Les étapes judiciaires décisives se suivent et se ressemblent dans l'épineux dossier qui oppose les compagnies aériennes (DHL en tête) et le dispositif de sanction mis en place en 1999. EAT, une filiale de DHL, contestant les amendes infligées pour non respect des normes de bruit (en 2007, EAT devait plus de 53.000 € à la Région bruxelloise), a décidé d'attaquer devant le Conseil d'Etat l'ordonnance du 25 mars 1999 sur la police de l'environnement. C'est effectivement grâce à cette ordonnance que l'IBGE peut infliger des amendes administratives sur base de l'arrêté de lutte contre les nuisances sonores où que Bruxelles-Propreté peut infliger des amendes administratives à celles et ceux qui commettent des actes de malpropreté (dépôts clandestins, tags…). EAT a demandé au Conseil d'Etat de saisir la Cour Constitutionnelle en vue de remettre en cause le régime d'amendes mis en place en Région bruxelloise.
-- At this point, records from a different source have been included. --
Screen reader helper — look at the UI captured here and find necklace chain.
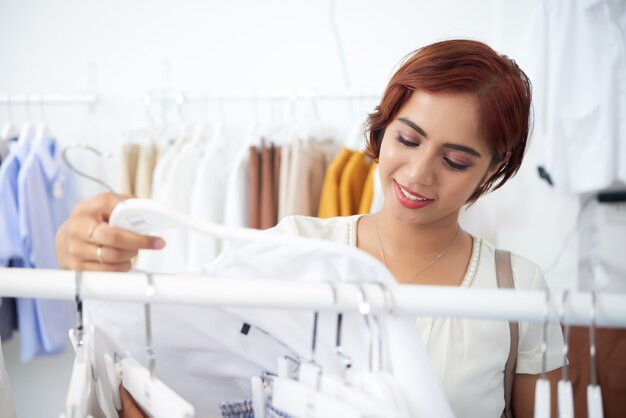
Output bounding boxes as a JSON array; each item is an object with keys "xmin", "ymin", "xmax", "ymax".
[{"xmin": 374, "ymin": 214, "xmax": 460, "ymax": 283}]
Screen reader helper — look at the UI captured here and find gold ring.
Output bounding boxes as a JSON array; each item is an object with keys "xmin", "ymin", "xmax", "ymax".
[{"xmin": 89, "ymin": 222, "xmax": 102, "ymax": 242}]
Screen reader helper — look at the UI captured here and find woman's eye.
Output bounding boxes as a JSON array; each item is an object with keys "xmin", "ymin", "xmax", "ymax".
[
  {"xmin": 444, "ymin": 158, "xmax": 469, "ymax": 171},
  {"xmin": 397, "ymin": 135, "xmax": 419, "ymax": 148}
]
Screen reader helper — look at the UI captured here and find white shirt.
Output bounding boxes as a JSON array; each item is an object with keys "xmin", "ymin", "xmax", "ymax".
[
  {"xmin": 84, "ymin": 225, "xmax": 453, "ymax": 418},
  {"xmin": 520, "ymin": 0, "xmax": 626, "ymax": 193},
  {"xmin": 276, "ymin": 215, "xmax": 563, "ymax": 418},
  {"xmin": 187, "ymin": 137, "xmax": 228, "ymax": 271}
]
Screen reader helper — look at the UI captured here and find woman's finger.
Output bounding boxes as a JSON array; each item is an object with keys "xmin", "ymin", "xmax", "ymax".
[
  {"xmin": 69, "ymin": 242, "xmax": 138, "ymax": 264},
  {"xmin": 70, "ymin": 216, "xmax": 165, "ymax": 250},
  {"xmin": 68, "ymin": 260, "xmax": 132, "ymax": 273}
]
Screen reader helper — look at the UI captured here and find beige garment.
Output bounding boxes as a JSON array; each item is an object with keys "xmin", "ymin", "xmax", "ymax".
[
  {"xmin": 135, "ymin": 142, "xmax": 159, "ymax": 199},
  {"xmin": 117, "ymin": 144, "xmax": 139, "ymax": 194},
  {"xmin": 284, "ymin": 139, "xmax": 326, "ymax": 216},
  {"xmin": 259, "ymin": 141, "xmax": 278, "ymax": 229},
  {"xmin": 248, "ymin": 146, "xmax": 261, "ymax": 229}
]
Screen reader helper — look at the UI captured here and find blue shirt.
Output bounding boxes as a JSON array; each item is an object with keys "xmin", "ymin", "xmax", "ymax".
[{"xmin": 17, "ymin": 139, "xmax": 77, "ymax": 362}]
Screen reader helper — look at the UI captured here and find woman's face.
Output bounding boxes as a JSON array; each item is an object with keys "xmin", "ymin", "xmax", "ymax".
[{"xmin": 379, "ymin": 91, "xmax": 497, "ymax": 224}]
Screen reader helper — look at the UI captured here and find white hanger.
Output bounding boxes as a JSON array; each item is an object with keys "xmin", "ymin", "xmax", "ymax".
[
  {"xmin": 0, "ymin": 94, "xmax": 19, "ymax": 141},
  {"xmin": 35, "ymin": 94, "xmax": 51, "ymax": 142},
  {"xmin": 105, "ymin": 273, "xmax": 196, "ymax": 418},
  {"xmin": 65, "ymin": 271, "xmax": 94, "ymax": 418},
  {"xmin": 535, "ymin": 289, "xmax": 550, "ymax": 418},
  {"xmin": 587, "ymin": 290, "xmax": 604, "ymax": 418},
  {"xmin": 558, "ymin": 289, "xmax": 574, "ymax": 418}
]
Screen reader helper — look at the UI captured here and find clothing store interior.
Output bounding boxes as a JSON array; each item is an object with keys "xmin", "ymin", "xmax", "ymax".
[{"xmin": 0, "ymin": 0, "xmax": 626, "ymax": 418}]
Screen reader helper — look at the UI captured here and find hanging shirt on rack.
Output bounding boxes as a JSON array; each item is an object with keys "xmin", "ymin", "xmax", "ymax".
[
  {"xmin": 358, "ymin": 163, "xmax": 378, "ymax": 214},
  {"xmin": 84, "ymin": 222, "xmax": 452, "ymax": 418},
  {"xmin": 0, "ymin": 142, "xmax": 29, "ymax": 341},
  {"xmin": 17, "ymin": 138, "xmax": 78, "ymax": 361},
  {"xmin": 317, "ymin": 148, "xmax": 352, "ymax": 218},
  {"xmin": 137, "ymin": 142, "xmax": 204, "ymax": 273},
  {"xmin": 276, "ymin": 215, "xmax": 563, "ymax": 418},
  {"xmin": 188, "ymin": 137, "xmax": 228, "ymax": 272},
  {"xmin": 135, "ymin": 141, "xmax": 159, "ymax": 199},
  {"xmin": 521, "ymin": 0, "xmax": 626, "ymax": 193},
  {"xmin": 339, "ymin": 151, "xmax": 370, "ymax": 216}
]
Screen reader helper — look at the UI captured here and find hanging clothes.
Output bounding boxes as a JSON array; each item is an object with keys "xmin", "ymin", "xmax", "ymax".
[
  {"xmin": 224, "ymin": 143, "xmax": 251, "ymax": 227},
  {"xmin": 134, "ymin": 141, "xmax": 159, "ymax": 199},
  {"xmin": 136, "ymin": 142, "xmax": 203, "ymax": 273},
  {"xmin": 246, "ymin": 146, "xmax": 262, "ymax": 229},
  {"xmin": 520, "ymin": 0, "xmax": 626, "ymax": 193},
  {"xmin": 116, "ymin": 144, "xmax": 141, "ymax": 195},
  {"xmin": 339, "ymin": 151, "xmax": 370, "ymax": 216},
  {"xmin": 187, "ymin": 137, "xmax": 228, "ymax": 271},
  {"xmin": 568, "ymin": 327, "xmax": 626, "ymax": 418},
  {"xmin": 17, "ymin": 138, "xmax": 78, "ymax": 362},
  {"xmin": 84, "ymin": 224, "xmax": 452, "ymax": 417},
  {"xmin": 259, "ymin": 139, "xmax": 280, "ymax": 229},
  {"xmin": 317, "ymin": 148, "xmax": 352, "ymax": 218}
]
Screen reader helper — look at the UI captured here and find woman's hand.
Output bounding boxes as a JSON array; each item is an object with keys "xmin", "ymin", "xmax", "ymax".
[
  {"xmin": 119, "ymin": 385, "xmax": 146, "ymax": 418},
  {"xmin": 55, "ymin": 193, "xmax": 165, "ymax": 271}
]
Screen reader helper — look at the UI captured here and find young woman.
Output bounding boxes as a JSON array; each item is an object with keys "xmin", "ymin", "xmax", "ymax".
[{"xmin": 57, "ymin": 40, "xmax": 563, "ymax": 418}]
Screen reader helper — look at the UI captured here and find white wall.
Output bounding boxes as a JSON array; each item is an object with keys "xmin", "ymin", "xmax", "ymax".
[{"xmin": 0, "ymin": 0, "xmax": 623, "ymax": 416}]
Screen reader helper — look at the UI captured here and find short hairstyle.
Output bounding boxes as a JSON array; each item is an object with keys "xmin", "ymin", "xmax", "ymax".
[{"xmin": 366, "ymin": 39, "xmax": 532, "ymax": 203}]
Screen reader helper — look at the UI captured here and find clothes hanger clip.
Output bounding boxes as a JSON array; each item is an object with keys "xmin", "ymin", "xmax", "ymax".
[
  {"xmin": 558, "ymin": 289, "xmax": 574, "ymax": 418},
  {"xmin": 535, "ymin": 289, "xmax": 550, "ymax": 418},
  {"xmin": 587, "ymin": 290, "xmax": 604, "ymax": 418}
]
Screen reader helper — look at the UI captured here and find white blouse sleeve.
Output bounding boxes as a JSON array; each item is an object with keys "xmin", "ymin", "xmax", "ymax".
[{"xmin": 514, "ymin": 263, "xmax": 563, "ymax": 374}]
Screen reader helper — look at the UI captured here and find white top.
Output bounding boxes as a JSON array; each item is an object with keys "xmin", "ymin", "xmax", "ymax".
[
  {"xmin": 276, "ymin": 215, "xmax": 563, "ymax": 418},
  {"xmin": 84, "ymin": 218, "xmax": 454, "ymax": 418},
  {"xmin": 520, "ymin": 0, "xmax": 626, "ymax": 193}
]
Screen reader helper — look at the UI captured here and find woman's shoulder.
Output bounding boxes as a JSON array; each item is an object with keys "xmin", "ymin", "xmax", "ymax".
[
  {"xmin": 273, "ymin": 215, "xmax": 362, "ymax": 243},
  {"xmin": 474, "ymin": 237, "xmax": 546, "ymax": 290}
]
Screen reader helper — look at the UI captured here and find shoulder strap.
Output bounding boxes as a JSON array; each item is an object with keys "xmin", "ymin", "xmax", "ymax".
[{"xmin": 496, "ymin": 250, "xmax": 519, "ymax": 418}]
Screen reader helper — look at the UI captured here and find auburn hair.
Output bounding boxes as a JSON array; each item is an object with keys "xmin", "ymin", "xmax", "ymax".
[{"xmin": 366, "ymin": 39, "xmax": 532, "ymax": 203}]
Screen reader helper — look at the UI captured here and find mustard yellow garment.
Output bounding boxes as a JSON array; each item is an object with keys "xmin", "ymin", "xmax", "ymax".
[
  {"xmin": 339, "ymin": 152, "xmax": 370, "ymax": 216},
  {"xmin": 317, "ymin": 148, "xmax": 352, "ymax": 218},
  {"xmin": 359, "ymin": 163, "xmax": 377, "ymax": 214}
]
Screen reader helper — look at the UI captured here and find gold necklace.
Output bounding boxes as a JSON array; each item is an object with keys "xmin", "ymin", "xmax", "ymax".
[{"xmin": 374, "ymin": 214, "xmax": 461, "ymax": 283}]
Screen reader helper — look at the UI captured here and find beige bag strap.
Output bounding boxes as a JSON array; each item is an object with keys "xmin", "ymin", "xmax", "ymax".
[{"xmin": 496, "ymin": 250, "xmax": 519, "ymax": 418}]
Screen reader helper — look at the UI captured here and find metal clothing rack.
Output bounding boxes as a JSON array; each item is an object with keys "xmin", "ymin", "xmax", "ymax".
[
  {"xmin": 0, "ymin": 93, "xmax": 98, "ymax": 107},
  {"xmin": 144, "ymin": 89, "xmax": 380, "ymax": 105},
  {"xmin": 0, "ymin": 268, "xmax": 626, "ymax": 328}
]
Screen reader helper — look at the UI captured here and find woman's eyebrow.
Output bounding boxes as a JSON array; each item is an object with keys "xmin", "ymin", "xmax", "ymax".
[
  {"xmin": 443, "ymin": 142, "xmax": 482, "ymax": 158},
  {"xmin": 398, "ymin": 118, "xmax": 482, "ymax": 158},
  {"xmin": 398, "ymin": 118, "xmax": 428, "ymax": 138}
]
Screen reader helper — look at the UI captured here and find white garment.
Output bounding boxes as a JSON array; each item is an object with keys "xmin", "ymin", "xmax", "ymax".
[
  {"xmin": 520, "ymin": 0, "xmax": 626, "ymax": 193},
  {"xmin": 276, "ymin": 215, "xmax": 563, "ymax": 418},
  {"xmin": 0, "ymin": 341, "xmax": 15, "ymax": 418},
  {"xmin": 136, "ymin": 142, "xmax": 203, "ymax": 273},
  {"xmin": 224, "ymin": 147, "xmax": 249, "ymax": 227},
  {"xmin": 187, "ymin": 137, "xmax": 228, "ymax": 271},
  {"xmin": 84, "ymin": 225, "xmax": 453, "ymax": 417}
]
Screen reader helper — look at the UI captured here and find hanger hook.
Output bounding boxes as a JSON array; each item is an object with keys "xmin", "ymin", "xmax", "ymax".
[
  {"xmin": 39, "ymin": 93, "xmax": 46, "ymax": 124},
  {"xmin": 74, "ymin": 271, "xmax": 84, "ymax": 347},
  {"xmin": 559, "ymin": 289, "xmax": 570, "ymax": 382},
  {"xmin": 62, "ymin": 144, "xmax": 124, "ymax": 203},
  {"xmin": 541, "ymin": 289, "xmax": 550, "ymax": 380},
  {"xmin": 589, "ymin": 290, "xmax": 598, "ymax": 386}
]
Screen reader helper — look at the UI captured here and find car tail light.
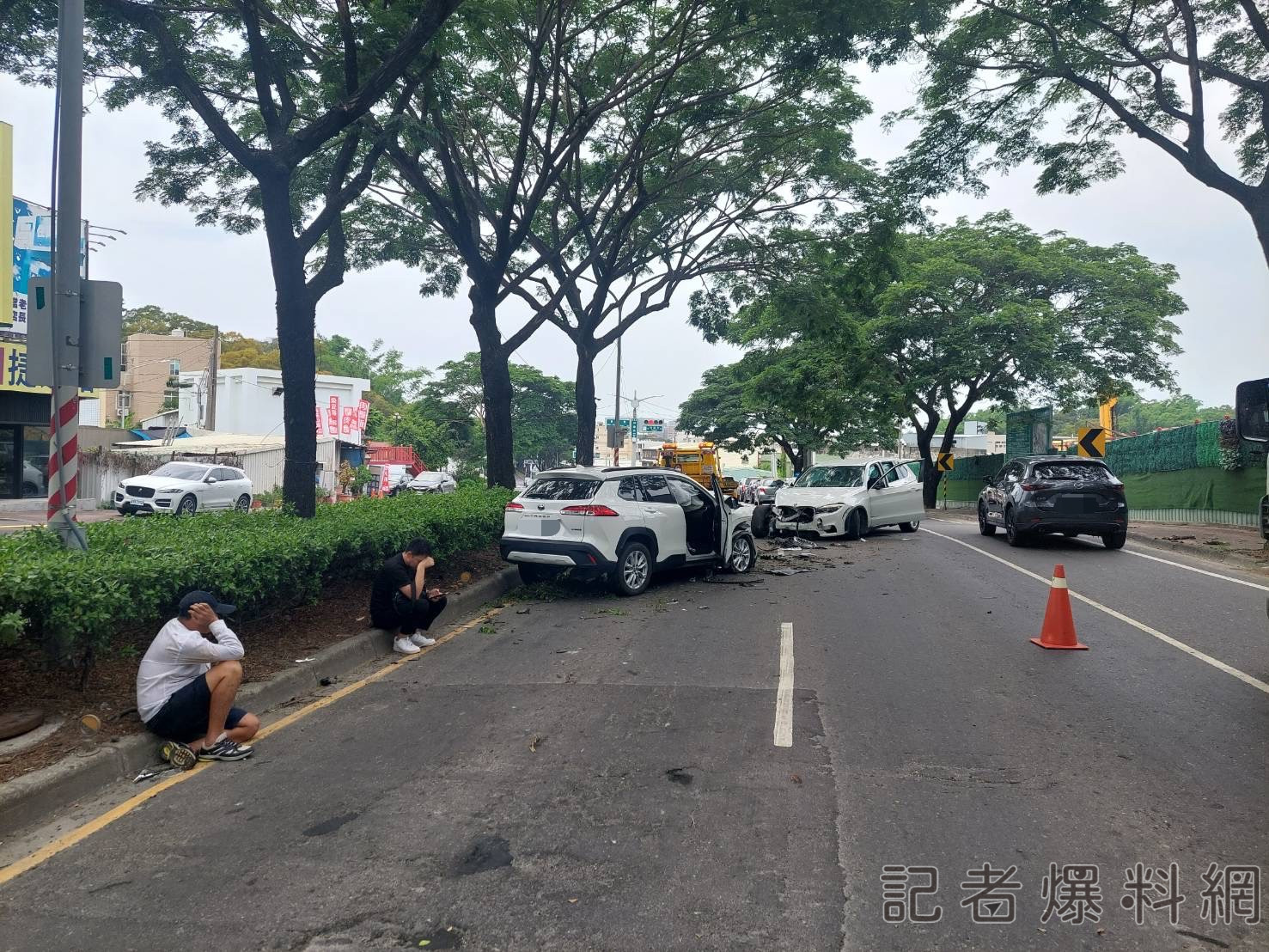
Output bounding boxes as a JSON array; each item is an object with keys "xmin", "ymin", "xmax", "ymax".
[{"xmin": 559, "ymin": 505, "xmax": 620, "ymax": 516}]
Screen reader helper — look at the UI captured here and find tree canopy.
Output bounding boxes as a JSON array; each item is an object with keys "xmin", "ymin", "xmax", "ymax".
[
  {"xmin": 679, "ymin": 343, "xmax": 902, "ymax": 473},
  {"xmin": 900, "ymin": 0, "xmax": 1269, "ymax": 265},
  {"xmin": 692, "ymin": 213, "xmax": 1186, "ymax": 503}
]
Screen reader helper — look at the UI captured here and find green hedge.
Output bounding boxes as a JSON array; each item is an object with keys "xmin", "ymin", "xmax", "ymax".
[{"xmin": 0, "ymin": 486, "xmax": 511, "ymax": 656}]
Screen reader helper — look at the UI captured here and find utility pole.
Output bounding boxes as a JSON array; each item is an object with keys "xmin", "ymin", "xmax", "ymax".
[
  {"xmin": 47, "ymin": 0, "xmax": 88, "ymax": 550},
  {"xmin": 203, "ymin": 325, "xmax": 221, "ymax": 430},
  {"xmin": 612, "ymin": 336, "xmax": 622, "ymax": 466},
  {"xmin": 627, "ymin": 390, "xmax": 665, "ymax": 472}
]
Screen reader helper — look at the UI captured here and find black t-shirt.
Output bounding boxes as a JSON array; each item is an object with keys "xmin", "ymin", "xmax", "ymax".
[{"xmin": 370, "ymin": 552, "xmax": 414, "ymax": 618}]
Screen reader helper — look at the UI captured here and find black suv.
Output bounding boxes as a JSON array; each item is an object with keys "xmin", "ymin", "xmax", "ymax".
[{"xmin": 979, "ymin": 455, "xmax": 1128, "ymax": 548}]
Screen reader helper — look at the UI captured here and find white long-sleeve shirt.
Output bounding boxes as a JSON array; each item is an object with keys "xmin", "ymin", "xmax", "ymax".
[{"xmin": 137, "ymin": 618, "xmax": 244, "ymax": 721}]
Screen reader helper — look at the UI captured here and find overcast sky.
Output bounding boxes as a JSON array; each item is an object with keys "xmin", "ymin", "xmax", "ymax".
[{"xmin": 0, "ymin": 60, "xmax": 1269, "ymax": 415}]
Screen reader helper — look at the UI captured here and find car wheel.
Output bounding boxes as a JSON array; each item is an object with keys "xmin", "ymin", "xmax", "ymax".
[
  {"xmin": 846, "ymin": 509, "xmax": 868, "ymax": 540},
  {"xmin": 1005, "ymin": 509, "xmax": 1027, "ymax": 548},
  {"xmin": 748, "ymin": 505, "xmax": 775, "ymax": 538},
  {"xmin": 613, "ymin": 542, "xmax": 652, "ymax": 595},
  {"xmin": 727, "ymin": 532, "xmax": 755, "ymax": 575},
  {"xmin": 979, "ymin": 503, "xmax": 996, "ymax": 535},
  {"xmin": 516, "ymin": 562, "xmax": 564, "ymax": 585}
]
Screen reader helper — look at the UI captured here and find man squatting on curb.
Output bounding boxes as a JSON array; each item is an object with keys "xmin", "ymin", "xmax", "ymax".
[
  {"xmin": 370, "ymin": 538, "xmax": 445, "ymax": 655},
  {"xmin": 137, "ymin": 591, "xmax": 260, "ymax": 771}
]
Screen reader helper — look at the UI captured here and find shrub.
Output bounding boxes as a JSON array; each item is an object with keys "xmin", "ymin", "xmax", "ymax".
[{"xmin": 0, "ymin": 487, "xmax": 510, "ymax": 657}]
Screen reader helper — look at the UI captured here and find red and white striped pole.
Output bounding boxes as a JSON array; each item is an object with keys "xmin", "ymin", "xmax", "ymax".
[{"xmin": 48, "ymin": 0, "xmax": 88, "ymax": 548}]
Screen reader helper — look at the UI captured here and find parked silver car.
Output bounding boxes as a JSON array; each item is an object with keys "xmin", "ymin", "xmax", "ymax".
[
  {"xmin": 409, "ymin": 473, "xmax": 458, "ymax": 492},
  {"xmin": 114, "ymin": 462, "xmax": 251, "ymax": 516}
]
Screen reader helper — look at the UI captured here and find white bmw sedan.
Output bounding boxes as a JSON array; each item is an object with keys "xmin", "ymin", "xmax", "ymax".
[
  {"xmin": 114, "ymin": 462, "xmax": 251, "ymax": 516},
  {"xmin": 774, "ymin": 460, "xmax": 925, "ymax": 540}
]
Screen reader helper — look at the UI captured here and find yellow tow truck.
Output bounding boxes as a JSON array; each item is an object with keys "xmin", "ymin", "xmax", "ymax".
[{"xmin": 662, "ymin": 442, "xmax": 740, "ymax": 497}]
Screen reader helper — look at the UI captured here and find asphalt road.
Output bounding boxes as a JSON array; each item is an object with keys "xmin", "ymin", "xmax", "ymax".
[{"xmin": 0, "ymin": 521, "xmax": 1269, "ymax": 952}]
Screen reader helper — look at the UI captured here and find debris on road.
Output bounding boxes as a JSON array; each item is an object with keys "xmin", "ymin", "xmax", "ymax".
[
  {"xmin": 132, "ymin": 764, "xmax": 176, "ymax": 784},
  {"xmin": 455, "ymin": 837, "xmax": 511, "ymax": 876}
]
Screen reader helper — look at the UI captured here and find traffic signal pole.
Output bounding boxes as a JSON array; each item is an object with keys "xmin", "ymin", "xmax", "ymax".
[{"xmin": 48, "ymin": 0, "xmax": 88, "ymax": 550}]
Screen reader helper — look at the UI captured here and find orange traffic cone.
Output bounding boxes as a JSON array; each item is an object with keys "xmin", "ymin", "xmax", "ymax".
[{"xmin": 1032, "ymin": 564, "xmax": 1089, "ymax": 651}]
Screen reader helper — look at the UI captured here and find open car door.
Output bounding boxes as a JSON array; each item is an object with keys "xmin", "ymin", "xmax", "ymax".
[{"xmin": 710, "ymin": 473, "xmax": 731, "ymax": 564}]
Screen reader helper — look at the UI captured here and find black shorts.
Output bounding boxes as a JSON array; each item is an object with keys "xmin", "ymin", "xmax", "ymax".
[{"xmin": 146, "ymin": 674, "xmax": 247, "ymax": 744}]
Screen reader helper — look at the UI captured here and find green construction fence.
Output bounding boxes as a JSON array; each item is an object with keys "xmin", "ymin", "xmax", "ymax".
[{"xmin": 938, "ymin": 423, "xmax": 1266, "ymax": 526}]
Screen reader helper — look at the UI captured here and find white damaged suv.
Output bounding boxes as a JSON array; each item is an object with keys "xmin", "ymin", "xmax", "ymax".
[
  {"xmin": 774, "ymin": 460, "xmax": 925, "ymax": 540},
  {"xmin": 500, "ymin": 466, "xmax": 758, "ymax": 595}
]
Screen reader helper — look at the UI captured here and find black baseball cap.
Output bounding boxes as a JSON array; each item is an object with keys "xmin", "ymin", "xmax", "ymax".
[{"xmin": 180, "ymin": 591, "xmax": 237, "ymax": 618}]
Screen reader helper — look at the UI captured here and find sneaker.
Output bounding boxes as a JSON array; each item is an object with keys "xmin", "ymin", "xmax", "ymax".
[
  {"xmin": 159, "ymin": 740, "xmax": 198, "ymax": 771},
  {"xmin": 198, "ymin": 737, "xmax": 255, "ymax": 760}
]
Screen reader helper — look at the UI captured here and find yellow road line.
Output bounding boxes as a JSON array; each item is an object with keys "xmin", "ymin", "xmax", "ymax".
[
  {"xmin": 0, "ymin": 608, "xmax": 503, "ymax": 886},
  {"xmin": 921, "ymin": 528, "xmax": 1269, "ymax": 694}
]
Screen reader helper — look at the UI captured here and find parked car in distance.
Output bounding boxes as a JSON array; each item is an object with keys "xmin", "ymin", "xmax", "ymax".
[
  {"xmin": 500, "ymin": 466, "xmax": 758, "ymax": 595},
  {"xmin": 775, "ymin": 460, "xmax": 925, "ymax": 540},
  {"xmin": 750, "ymin": 479, "xmax": 792, "ymax": 505},
  {"xmin": 114, "ymin": 462, "xmax": 251, "ymax": 516},
  {"xmin": 409, "ymin": 471, "xmax": 458, "ymax": 492},
  {"xmin": 373, "ymin": 463, "xmax": 414, "ymax": 497},
  {"xmin": 979, "ymin": 455, "xmax": 1128, "ymax": 548}
]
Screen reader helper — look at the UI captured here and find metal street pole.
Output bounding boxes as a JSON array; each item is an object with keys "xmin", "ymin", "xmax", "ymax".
[
  {"xmin": 625, "ymin": 390, "xmax": 665, "ymax": 463},
  {"xmin": 47, "ymin": 0, "xmax": 88, "ymax": 550},
  {"xmin": 613, "ymin": 336, "xmax": 622, "ymax": 466}
]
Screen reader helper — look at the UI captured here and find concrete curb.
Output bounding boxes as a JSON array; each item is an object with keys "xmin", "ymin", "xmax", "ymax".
[
  {"xmin": 926, "ymin": 509, "xmax": 1269, "ymax": 575},
  {"xmin": 0, "ymin": 569, "xmax": 519, "ymax": 838},
  {"xmin": 1128, "ymin": 529, "xmax": 1269, "ymax": 575}
]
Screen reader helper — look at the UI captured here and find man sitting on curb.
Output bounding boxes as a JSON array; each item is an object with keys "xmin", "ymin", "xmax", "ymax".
[
  {"xmin": 370, "ymin": 538, "xmax": 445, "ymax": 655},
  {"xmin": 137, "ymin": 591, "xmax": 260, "ymax": 771}
]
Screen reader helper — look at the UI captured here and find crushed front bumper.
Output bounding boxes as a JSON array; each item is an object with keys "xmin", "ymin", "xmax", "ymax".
[{"xmin": 774, "ymin": 505, "xmax": 851, "ymax": 537}]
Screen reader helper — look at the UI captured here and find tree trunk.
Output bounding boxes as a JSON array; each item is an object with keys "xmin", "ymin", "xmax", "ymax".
[
  {"xmin": 468, "ymin": 282, "xmax": 516, "ymax": 489},
  {"xmin": 916, "ymin": 424, "xmax": 943, "ymax": 509},
  {"xmin": 260, "ymin": 174, "xmax": 317, "ymax": 518},
  {"xmin": 572, "ymin": 344, "xmax": 595, "ymax": 466}
]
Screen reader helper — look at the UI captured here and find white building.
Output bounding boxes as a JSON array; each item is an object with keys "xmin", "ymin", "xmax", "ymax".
[
  {"xmin": 900, "ymin": 420, "xmax": 1005, "ymax": 455},
  {"xmin": 179, "ymin": 367, "xmax": 370, "ymax": 444}
]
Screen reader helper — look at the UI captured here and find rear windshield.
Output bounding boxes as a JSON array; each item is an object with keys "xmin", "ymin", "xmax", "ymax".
[
  {"xmin": 524, "ymin": 476, "xmax": 599, "ymax": 499},
  {"xmin": 149, "ymin": 463, "xmax": 207, "ymax": 479},
  {"xmin": 1032, "ymin": 462, "xmax": 1114, "ymax": 482}
]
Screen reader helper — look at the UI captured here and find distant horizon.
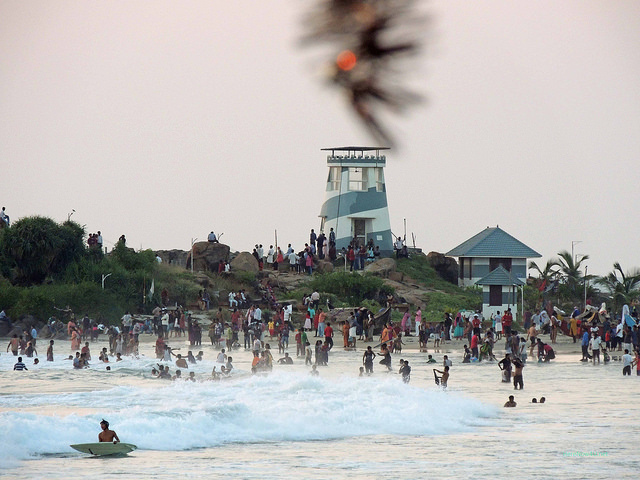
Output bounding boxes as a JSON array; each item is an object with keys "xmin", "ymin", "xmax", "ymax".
[{"xmin": 0, "ymin": 0, "xmax": 640, "ymax": 275}]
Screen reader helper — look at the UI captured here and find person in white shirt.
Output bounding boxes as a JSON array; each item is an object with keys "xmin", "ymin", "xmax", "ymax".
[
  {"xmin": 0, "ymin": 207, "xmax": 11, "ymax": 227},
  {"xmin": 216, "ymin": 348, "xmax": 227, "ymax": 363},
  {"xmin": 616, "ymin": 320, "xmax": 624, "ymax": 351},
  {"xmin": 121, "ymin": 312, "xmax": 131, "ymax": 334},
  {"xmin": 622, "ymin": 348, "xmax": 633, "ymax": 375},
  {"xmin": 229, "ymin": 292, "xmax": 238, "ymax": 308},
  {"xmin": 590, "ymin": 332, "xmax": 602, "ymax": 364}
]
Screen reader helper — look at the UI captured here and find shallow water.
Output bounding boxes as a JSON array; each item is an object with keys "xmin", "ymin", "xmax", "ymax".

L'arrêt de la Cour Constitutionnelle (44/2011) a été rendu ce mercredi 30 mars et consolide le régime d'amendes administratives que j'ai mis en place en 1999. C'est un grand soulagement de constater que 95% de l'ordonnance police de l'environnement est validée par la plus haute instance judiciaire et ne peut dès lors plus être contestée. Mois après mois, années après années, le dispositif que j'ai mis en place est bétonné par des décisions de justice. Après les conclusions de l'avocat général de la Cour européenne de justice qui valide l'arrêté Gosuin qui lutte contre le survol abusif de Bruxelles, la Cour constitutionnelle valide le processus d'amendes qui permet de sanctionner les avions trop bruyants.
Que dit l'arrêt 44/2011 ?
La Cour Constitutionnelle rejette l'essentiel des critiques émises contre le régime bruxellois d'amendes administratives et confirme que :
- Les amendes administratives peuvent être beaucoup lourdes que les sanctions pénales ;
- Les contrevenants disposent d'un droit de défense solide en pouvant contester les amendes devant le Conseil d'Etat ;
- L'autorité qui inflige l'amende (IBGE et Bruxelles-Propreté) dispose de garanties en matière de procédures administratives aussi solides qu'en matière pénale.
- L'IBGE et Bruxelles-Propreté peuvent à la fois constater des infractions et infliger des amendes administratives ;
La seule critique de la Cour Constitutionnelle concerne le montant des amendes infligées en cas de circonstances atténuantes. En effet, tant l'IBGE que Bruxelles-Propreté doivent pouvoir en cas de circonstances atténuantes (uniquement lorsque le contrevenant pas maître de ses actes par exemple parce qu'il est soumis à une contrainte irrésistibles) infliger une amende en dessous du seuil minimum de 625€ fixé dans l'ordonnance. Sur ce point précis, l'Ordonnance devra être modifiée pour être en phase avec la Constitution mais en aucun cas les compagnies aériennes ne pourront se prévaloir de cet élément dans la mesure où le fait de leur infliger des amendes inférieures au seuil minimum de 625€ ne s'est pas posé.